Although we found that radiotherapy plus cetuximab has a poor prognosis in patients with CrCl <45 ml/min, this does not mean the treatment itself is ineffective. Radiotherapy plus cetuximab may still achieve a better prognosis than radiation alone even if CrCl is <45 ml/min. However, the prognosis is worse overall, so patients should be selected for treatment very carefully. Particular caution is advised in elderly patients with renal dysfunction who are ineligible for treatment with cisplatin and have multiple comorbidities, even if there are no pharmacokinetic problems. However, the opposite line of thinking may be possible; that is, radiotherapy plus cetuximab may improve prognosis in elderly patients without comorbidities that cause renal dysfunction. However, cisplatin would still be considered the best option for these patients.

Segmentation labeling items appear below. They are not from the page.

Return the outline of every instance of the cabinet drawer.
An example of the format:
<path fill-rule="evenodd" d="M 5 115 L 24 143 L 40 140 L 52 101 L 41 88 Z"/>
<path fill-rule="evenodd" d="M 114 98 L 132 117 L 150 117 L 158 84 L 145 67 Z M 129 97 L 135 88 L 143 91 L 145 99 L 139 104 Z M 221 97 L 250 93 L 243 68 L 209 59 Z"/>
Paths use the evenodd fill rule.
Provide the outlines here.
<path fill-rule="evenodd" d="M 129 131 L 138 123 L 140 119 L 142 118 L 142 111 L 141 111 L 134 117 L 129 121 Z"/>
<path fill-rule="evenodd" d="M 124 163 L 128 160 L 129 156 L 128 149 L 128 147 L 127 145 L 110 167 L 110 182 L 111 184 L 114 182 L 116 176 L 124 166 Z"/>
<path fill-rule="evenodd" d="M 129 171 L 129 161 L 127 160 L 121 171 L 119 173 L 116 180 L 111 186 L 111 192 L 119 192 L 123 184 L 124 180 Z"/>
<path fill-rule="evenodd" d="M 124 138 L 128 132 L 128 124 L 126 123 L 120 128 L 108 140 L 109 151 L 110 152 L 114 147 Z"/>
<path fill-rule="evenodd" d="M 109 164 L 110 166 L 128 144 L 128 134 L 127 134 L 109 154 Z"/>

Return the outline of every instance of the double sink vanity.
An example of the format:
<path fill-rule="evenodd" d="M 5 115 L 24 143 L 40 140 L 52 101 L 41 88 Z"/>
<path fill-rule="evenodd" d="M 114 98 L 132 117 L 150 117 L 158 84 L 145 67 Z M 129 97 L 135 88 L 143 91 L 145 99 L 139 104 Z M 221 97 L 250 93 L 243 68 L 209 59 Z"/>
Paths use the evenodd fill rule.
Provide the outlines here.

Our analysis of data from actual clinical practice found that patients with LA-SCCHN who had renal dysfunction due to aging or complications had poor prognosis when treated with radiotherapy plus cetuximab. This information was not available from clinical trials and should be useful when treating elderly patients with LA-SCCHN in routine clinical practice.

The main limitations of this study are that it had a single-center retrospective design and included a small number of cases, which meant that it was not possible to plan the statistical analysis in advance. Therefore, our finding of a significant reduction in overall survival despite no difference in locoregional control may have been a statistical artifact. In addition, we did not compare local control and overall survival between radiotherapy plus cetuximab and radiotherapy alone in a population with renal dysfunction, so we cannot use the results of our study to recommend radiotherapy alone for patients with renal dysfunction. The results only showed that patients with renal dysfunction who received radiotherapy plus cetuximab had a worse prognosis than patients without renal dysfunction. Therefore, the data may only indicate that patients with renal dysfunction have a poor prognosis.

In conclusion, this study found that patients with LA-SCCHN and renal dysfunction who were treated with radiotherapy plus cetuximab had a poor prognosis. The possibility that the prognosis may be poor even if this treatment is administered should be borne in mind when considering the treatment strategy for these patients.